In December 1997, Sunset hired Spectrum, the insured, to advertise and distribute the "Hollywood 48-Hour Miracle Diet" drink. Two Spectrum executives later formed Celebrity Products, Inc. to market and sell a similar product, "the Original Hollywood Celebrity Diet" drink. Spectrum terminated its contract with Sunset and began marketing the Celebrity Diet drink.
Sunset then demanded that Spectrum cease infringing on its Miracle Diet trademark. When this failed, Sunset sued for infringement against Spectrum in October 2001. Sunset alleged Spectrum deliberately made Celebrity Diet's packaging and labeling similar to Miracle Diet so that it confused consumers and damaged Sunset's reputation. Sunset sought a temporary restraining order, asking the court to compare Sunset's 1998 label to Spectrum's 1998 and 2001 labels to determine whether Spectrum's 2001 label constituted an immediate harm to Sunset. The district court granted a temporary restraining order based on the dramatic change between Spectrum's 1998 and 2001 labels. At the preliminary injunction hearing, Spectrum argued it changed its 1998 label in 1999, and that its 1999 label was so similar to its 2001 label that Sunset could not experience immediate harm. The district court accepted Spectrum's position and denied the preliminary injunction. Accordingly, Spectrum was able to continue profiting from the sale of Celebrity Diet.

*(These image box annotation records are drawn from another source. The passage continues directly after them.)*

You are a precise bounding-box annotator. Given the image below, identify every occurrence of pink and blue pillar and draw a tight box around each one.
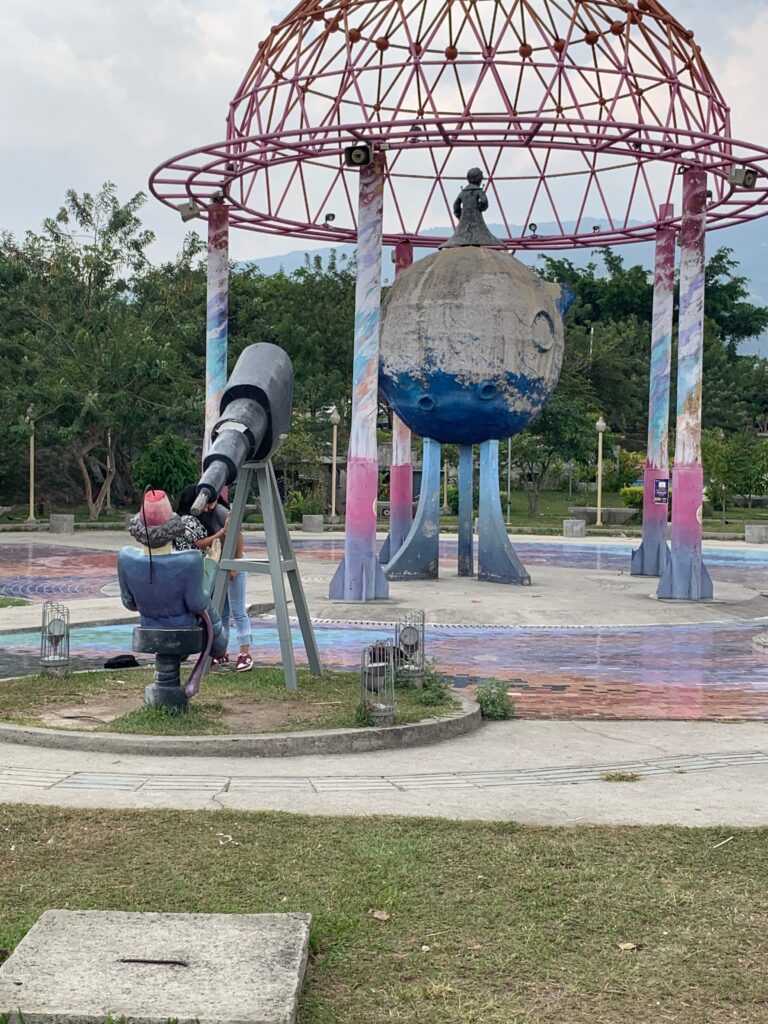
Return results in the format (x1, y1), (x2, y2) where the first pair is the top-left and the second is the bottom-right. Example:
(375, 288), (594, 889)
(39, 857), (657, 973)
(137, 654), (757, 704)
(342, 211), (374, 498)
(657, 168), (713, 601)
(329, 153), (389, 601)
(379, 241), (414, 564)
(631, 206), (677, 577)
(203, 203), (229, 453)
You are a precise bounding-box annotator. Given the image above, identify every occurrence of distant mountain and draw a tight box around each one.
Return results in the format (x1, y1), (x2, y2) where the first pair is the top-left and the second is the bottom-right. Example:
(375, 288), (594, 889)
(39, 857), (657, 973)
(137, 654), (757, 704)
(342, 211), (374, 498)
(241, 218), (768, 357)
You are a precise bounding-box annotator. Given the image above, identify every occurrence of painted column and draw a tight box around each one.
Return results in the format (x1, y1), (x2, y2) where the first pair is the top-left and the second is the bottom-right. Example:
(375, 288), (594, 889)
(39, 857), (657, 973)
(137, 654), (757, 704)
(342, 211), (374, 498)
(330, 153), (389, 601)
(657, 168), (712, 601)
(385, 242), (414, 561)
(459, 444), (474, 575)
(631, 205), (676, 577)
(203, 203), (229, 453)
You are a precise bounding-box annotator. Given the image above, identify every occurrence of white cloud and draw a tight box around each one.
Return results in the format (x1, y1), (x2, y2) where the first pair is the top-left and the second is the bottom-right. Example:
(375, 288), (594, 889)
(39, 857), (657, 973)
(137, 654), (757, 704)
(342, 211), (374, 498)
(716, 5), (768, 146)
(0, 0), (768, 258)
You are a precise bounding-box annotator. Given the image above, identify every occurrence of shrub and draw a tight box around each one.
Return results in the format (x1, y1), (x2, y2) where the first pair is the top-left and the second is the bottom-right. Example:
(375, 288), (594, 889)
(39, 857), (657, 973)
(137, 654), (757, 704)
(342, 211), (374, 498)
(409, 665), (451, 708)
(620, 487), (643, 512)
(477, 679), (515, 722)
(131, 432), (200, 499)
(354, 705), (376, 729)
(286, 490), (326, 522)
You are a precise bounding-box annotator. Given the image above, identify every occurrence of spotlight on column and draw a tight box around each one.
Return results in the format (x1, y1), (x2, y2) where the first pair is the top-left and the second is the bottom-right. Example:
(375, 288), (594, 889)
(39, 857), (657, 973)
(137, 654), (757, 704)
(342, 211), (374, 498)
(344, 142), (374, 168)
(176, 199), (200, 223)
(728, 167), (758, 188)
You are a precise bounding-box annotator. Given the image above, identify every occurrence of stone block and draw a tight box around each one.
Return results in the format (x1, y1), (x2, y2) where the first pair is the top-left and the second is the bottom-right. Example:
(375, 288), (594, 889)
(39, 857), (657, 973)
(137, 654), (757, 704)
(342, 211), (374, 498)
(562, 519), (587, 537)
(301, 515), (325, 534)
(0, 910), (311, 1024)
(49, 513), (75, 534)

Meanwhile, in 2001 United issued Spectrum an excess liability policy which indemnified the insured for damages resulting from "advertising liability" injury, including infringement of copyright. The policy took effect April 26, 2001. The policy excluded an "advertising injury" arising out of a publication of material which first took place before the policy period. When Spectrum settled with Sunset, United contributed $420,000 to the settlement, and then sought reimbursement in a suit filed against Spectrum. The district court granted United's motion for summary judgment, holding Spectrum's 1999 label formed the substance of Sunset's advertising injury, and eliminated coverage because the first publication occurred before the policy's effective date.

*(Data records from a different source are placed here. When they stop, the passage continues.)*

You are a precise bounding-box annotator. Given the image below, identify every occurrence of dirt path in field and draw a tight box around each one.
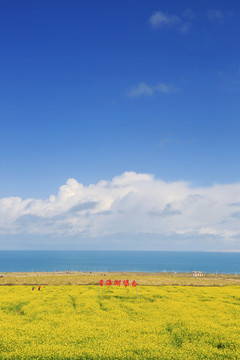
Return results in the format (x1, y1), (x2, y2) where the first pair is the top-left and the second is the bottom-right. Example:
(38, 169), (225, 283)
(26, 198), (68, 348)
(0, 271), (240, 286)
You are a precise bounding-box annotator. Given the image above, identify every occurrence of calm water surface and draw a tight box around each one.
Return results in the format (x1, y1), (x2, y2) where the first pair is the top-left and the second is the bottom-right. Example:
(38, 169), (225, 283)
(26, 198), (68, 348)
(0, 251), (240, 274)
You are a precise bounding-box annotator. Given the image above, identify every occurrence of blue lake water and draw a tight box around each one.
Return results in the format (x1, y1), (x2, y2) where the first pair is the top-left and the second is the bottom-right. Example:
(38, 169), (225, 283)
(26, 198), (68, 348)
(0, 251), (240, 274)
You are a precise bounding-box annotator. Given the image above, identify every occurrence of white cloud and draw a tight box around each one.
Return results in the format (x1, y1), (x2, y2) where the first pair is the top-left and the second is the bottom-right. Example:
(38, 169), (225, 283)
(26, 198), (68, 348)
(0, 172), (240, 249)
(207, 9), (224, 21)
(128, 82), (153, 97)
(149, 11), (181, 28)
(127, 82), (179, 97)
(149, 9), (195, 34)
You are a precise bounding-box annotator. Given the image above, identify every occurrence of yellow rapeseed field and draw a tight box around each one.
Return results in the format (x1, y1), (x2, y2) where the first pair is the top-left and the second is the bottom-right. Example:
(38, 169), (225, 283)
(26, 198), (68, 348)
(0, 285), (240, 360)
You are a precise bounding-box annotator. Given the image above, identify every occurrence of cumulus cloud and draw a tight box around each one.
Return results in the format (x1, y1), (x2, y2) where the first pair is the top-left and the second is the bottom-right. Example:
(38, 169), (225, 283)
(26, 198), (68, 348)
(0, 172), (240, 248)
(127, 82), (179, 98)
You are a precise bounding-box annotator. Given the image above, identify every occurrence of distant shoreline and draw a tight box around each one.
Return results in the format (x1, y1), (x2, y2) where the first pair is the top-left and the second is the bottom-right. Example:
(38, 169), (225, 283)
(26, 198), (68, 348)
(0, 271), (240, 286)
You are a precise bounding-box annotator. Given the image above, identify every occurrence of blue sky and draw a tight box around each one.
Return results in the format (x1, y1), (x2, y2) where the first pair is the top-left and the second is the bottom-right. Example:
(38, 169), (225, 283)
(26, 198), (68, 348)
(0, 0), (240, 249)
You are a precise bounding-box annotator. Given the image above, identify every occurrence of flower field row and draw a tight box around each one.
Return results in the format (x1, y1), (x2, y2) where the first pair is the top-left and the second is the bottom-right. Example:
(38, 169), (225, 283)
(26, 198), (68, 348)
(0, 286), (240, 360)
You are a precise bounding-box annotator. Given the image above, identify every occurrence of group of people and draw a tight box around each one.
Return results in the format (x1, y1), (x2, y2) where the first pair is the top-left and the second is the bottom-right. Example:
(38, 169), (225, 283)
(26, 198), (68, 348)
(32, 285), (41, 291)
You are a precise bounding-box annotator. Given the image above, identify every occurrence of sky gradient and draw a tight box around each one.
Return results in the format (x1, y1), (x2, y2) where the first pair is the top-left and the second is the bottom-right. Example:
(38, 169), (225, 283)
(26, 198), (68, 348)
(0, 0), (240, 250)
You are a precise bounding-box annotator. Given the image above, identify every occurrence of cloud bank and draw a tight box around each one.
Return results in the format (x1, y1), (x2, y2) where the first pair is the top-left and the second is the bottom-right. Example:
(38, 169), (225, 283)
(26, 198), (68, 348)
(0, 172), (240, 250)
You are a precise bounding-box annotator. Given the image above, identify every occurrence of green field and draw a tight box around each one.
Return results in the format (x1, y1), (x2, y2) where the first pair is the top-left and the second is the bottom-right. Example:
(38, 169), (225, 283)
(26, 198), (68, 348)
(0, 285), (240, 360)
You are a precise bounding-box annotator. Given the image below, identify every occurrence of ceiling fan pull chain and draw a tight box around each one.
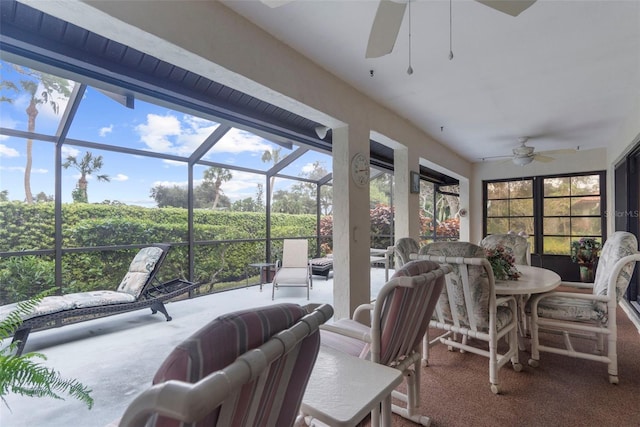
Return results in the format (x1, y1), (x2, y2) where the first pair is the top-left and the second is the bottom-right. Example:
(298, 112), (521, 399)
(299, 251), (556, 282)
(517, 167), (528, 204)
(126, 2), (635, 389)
(407, 2), (413, 75)
(449, 0), (453, 61)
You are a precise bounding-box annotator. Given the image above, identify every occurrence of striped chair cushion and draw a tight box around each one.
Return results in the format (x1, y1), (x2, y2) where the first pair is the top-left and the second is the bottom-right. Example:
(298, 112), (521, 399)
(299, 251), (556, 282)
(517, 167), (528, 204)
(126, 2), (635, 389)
(322, 261), (444, 365)
(380, 261), (444, 364)
(152, 304), (320, 427)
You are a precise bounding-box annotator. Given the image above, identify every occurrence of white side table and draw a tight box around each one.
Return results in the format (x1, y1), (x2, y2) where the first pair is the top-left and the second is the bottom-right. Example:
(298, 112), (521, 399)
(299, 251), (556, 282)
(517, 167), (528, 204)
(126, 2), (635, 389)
(300, 346), (402, 427)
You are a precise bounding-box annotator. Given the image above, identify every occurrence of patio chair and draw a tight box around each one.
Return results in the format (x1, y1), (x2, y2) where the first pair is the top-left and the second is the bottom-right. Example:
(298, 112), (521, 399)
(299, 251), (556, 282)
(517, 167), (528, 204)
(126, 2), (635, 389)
(119, 304), (333, 427)
(271, 239), (313, 300)
(0, 244), (198, 355)
(321, 261), (450, 425)
(418, 242), (522, 394)
(393, 237), (420, 269)
(480, 233), (531, 265)
(526, 231), (640, 384)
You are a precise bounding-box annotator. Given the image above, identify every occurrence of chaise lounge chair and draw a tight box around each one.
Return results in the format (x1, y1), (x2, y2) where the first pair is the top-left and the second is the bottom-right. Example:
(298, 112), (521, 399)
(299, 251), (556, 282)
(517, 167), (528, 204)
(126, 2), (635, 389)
(0, 244), (198, 355)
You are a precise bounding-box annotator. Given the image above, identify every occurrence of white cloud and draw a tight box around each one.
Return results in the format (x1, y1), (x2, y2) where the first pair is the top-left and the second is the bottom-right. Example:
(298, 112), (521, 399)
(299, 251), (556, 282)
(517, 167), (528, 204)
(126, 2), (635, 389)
(300, 163), (315, 174)
(62, 145), (80, 159)
(162, 159), (187, 167)
(0, 166), (24, 173)
(98, 125), (113, 138)
(0, 144), (20, 157)
(135, 113), (271, 157)
(111, 173), (129, 181)
(152, 181), (188, 188)
(210, 129), (271, 158)
(135, 114), (181, 153)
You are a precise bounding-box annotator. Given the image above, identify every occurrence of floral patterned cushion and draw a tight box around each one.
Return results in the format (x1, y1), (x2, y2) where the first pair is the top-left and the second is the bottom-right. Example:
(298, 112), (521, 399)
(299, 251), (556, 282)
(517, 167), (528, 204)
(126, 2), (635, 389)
(118, 246), (163, 299)
(527, 231), (638, 324)
(420, 242), (513, 331)
(480, 234), (529, 265)
(393, 237), (420, 269)
(593, 231), (638, 301)
(0, 291), (135, 320)
(527, 297), (606, 322)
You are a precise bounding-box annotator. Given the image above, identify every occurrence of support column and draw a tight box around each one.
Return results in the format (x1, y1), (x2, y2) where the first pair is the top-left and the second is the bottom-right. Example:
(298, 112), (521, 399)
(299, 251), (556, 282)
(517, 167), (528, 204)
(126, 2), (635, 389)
(333, 125), (371, 319)
(393, 147), (420, 242)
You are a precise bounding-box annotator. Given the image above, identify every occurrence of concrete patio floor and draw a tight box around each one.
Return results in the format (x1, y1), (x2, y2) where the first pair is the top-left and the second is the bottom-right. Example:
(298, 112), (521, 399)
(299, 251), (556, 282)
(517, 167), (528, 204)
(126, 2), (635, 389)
(0, 268), (393, 427)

The Ninth Circuit affirmed. The policy clearly excluded any copyright infringement injury that arose from a publication of material first published before the policy became effective. Next, the court considered whether Spectrum could argue its claim did not arise until 2001 afterit previously argued Sunset's alleged infringement claim arose from materials first published in 1999. Allowing Spectrum to change course was unfair to Sunset and to United, whose indemnification obligations increased as Sunset's damages increased after Spectrum successfully avoided an injunction and later settled. Therefore, Spectrum was judicially estopped from changing course.